Biosynthesis of iron nanoparticles using brown algae Spatoglossum asperum and its antioxidant and anticancer activities through in vitro and in silico studies
Published in Particulate Science and Technology, 2023
Thirunavukkarasu Palaniyandi, Gomathy Baskar, Bhagyalakshmi V, Sandhiya Viswanathan, Mugip Rahaman Abdul Wahab, Manoj Kumar Govindaraj, Asha Sivaji, Barani Kumar Rajendran, Senthilkumar Kaliamoorthy
Cancer is a complex disorder exhibiting a wide range of manifestations, progression, and prognosis. It has long been understood that cancer originates from a complicated interaction between environmental and genetic variables (Shejawal et al. 2021b). According to WHO, cancer will be the top cause of death worldwide in 2020, with an estimated 10 million mortalities (Piñeros et al. 2021).

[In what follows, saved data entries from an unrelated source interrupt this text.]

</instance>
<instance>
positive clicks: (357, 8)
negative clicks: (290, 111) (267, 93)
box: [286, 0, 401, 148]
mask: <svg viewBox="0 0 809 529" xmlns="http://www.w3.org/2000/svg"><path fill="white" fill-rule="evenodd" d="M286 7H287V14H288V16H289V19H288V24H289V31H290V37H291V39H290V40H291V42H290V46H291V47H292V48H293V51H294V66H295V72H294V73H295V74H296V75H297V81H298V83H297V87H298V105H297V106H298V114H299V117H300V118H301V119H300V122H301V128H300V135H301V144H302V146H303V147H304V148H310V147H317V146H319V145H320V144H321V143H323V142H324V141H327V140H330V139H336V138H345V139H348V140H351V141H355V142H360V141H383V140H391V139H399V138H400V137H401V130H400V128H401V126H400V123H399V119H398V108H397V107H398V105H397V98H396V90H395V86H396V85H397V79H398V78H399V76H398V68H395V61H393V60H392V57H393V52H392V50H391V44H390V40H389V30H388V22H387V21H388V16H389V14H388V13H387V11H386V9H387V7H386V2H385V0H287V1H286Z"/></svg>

Despite improved medical and modern therapeutic approaches, it remains a life-threatening disease (Suganya et al. 2020). Astrocyte cells in the brain and central nervous system (CNS) may be aggressively destroyed by Glioblastoma multiforme (GBM), according to the World Health Organization (WHO) (Thakkar et al. 2014). GBM carriers had a median survival rate of only 14.6 months after undergoing conventional methods, according to the data (Goldsmith 2019). Glioblastomas are the most common and malignant kind of tumor, accounting for more than 70% of all brain cancers (Ohgaki and Kleihues 2005). In spite of the fact that surgery, chemotherapy, and radiation are all standard treatments for GBM, the disease is still a major health concern for people (Van Den Hengel et al. 2013). Drug penetration into the central nervous system and across the blood-brain barrier (BBB) has remained an unresolved challenge despite the availability of chemotherapeutic medicines for reducing the proliferation of cancer cells. Nanoparticles, with their very nanoscale characteristics and high surface-to-volume ratios, may assist overcome this difficulty by increasing the efficacy of chemotherapy treatments in the brain (Madani et al. 2020). One of the biggest challenges in cancer treatment is organ failure occurs due to untargeted chemotherapeutic drugs spread around and accumulating in healthy organs like the liver, spleen, kidney, heart, etc. (Bhutkar et al. 2022). It is well documented that the anticancer medication paclitaxel has an inhibitory impact against malignant gliomas when tested in vitro. On the other hand, paclitaxel has poor solubility, which restricts its ability to penetrate the brain (Caban-Toktas et al. 2020). Thus, the development of targeted drug delivery is necessary to eradicate cancer cells without affecting surrounding healthy cells and tissues. Targeted drug administration and selective controlled drug release play an important role in the optimum drug therapy, which maximizes the medication’s therapeutic potential to minimize its toxicities (Kamble et al. 2021).